Calia first carved out its reputation in Melbourne as an upmarket restaurant and retail business, launching in the CBD’s Emporium mall before branching out to the Chadstone fashion-store hub. It brings that pedigree to Pavilion KL with the brand’s first international outpost, a stylish, sunshine-swept space that comes closest to a leafy patio garden within a shopping centre.
Calia Malaysia sparkles with the polished sheen of professionalism, striving to ensure a smooth experience. While waiting for a table, browse the front-of-house sales shelves for everything from sake to spoons, Merlot salt to macadamia nuts. If you purchase wine, whiskies or other liquor, you can consume these in the restaurant at their retail price, without corkage fees.

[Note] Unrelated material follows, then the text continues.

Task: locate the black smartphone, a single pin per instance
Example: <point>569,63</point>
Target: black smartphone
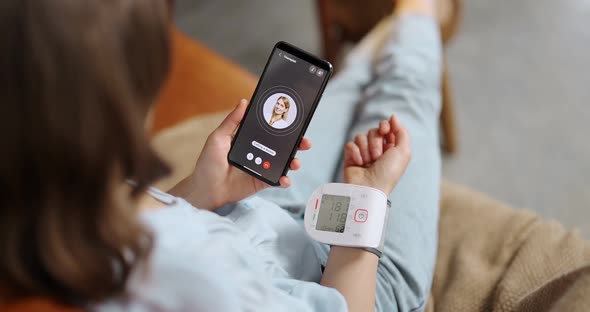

Calia’s menu is not outrageously expensive; for context, it’s certainly far from Pavilion’s priciest restaurant. A compromise in produce quality might however be the consequence – only mildly discernible, since the kitchen is capably skilled, but if you’re ordering the signature bowls, you might feel more satisfied at one of the city centre’s true-blue Japanese restaurants instead.
The Chirashi (RM45) is alluringly canopied with six varieties of sustainably caught seafood. Mostly thickly cut, the sashimi is decent but not divine – the first bite of the akami is indicative of middle-of-the-road tuna, borne out by its fellow fish in the bowl, fleeting in the memory, missing the scintillating nuances for which sushi counters are celebrated.
Calia’s flagship Aburi Salmon (RM43) is more distinctive, with salmon that’s confidently flame-seared, each slice slick and succulent, straddling that delicate line between raw and cooked, though its sweet-savoury sauce could be slathered a little less heavily, teetering perilously close to cloying.
The Australian Full-Blood Wagyu 6+ with a 63-degree egg (RM78) yields beef with a coarser-than-expected chew, though that’s no fault of Calia’s culinary crew, who managed perfectly medium-rare meat with the requisite char. While portions are hearty, proportions might be problematic for some patrons – we had vinegared rice left over in each bowl because the carbs were both too much and too clumpy for the protein.
Some of this seems like quibbling, but Calia suffers from elevated expectations, with its repertoire conceived by a Chilean-born chef who spent a season at Catalonia’s El Bulli and co-founded a Michelin-starred modern restaurant in Tokyo.
All in all though, Calia is still worth an hour or two if you’re at Pavilion. We had a pleasant afternoon here, sipping on Hiroshima-brewed, gold-flaked Kamotsuru sake (RM157), as well as Kyoto-harvested matcha and Korean sweet potatoes infused into soothingly earthy lattes (RM15 each; possibly KL’s most natural-tasting purple sweet potato latte).
Level Six, Pavilion, Bukit Bintang, Kuala Lumpur, Malaysia. Daily, 11am-10pm.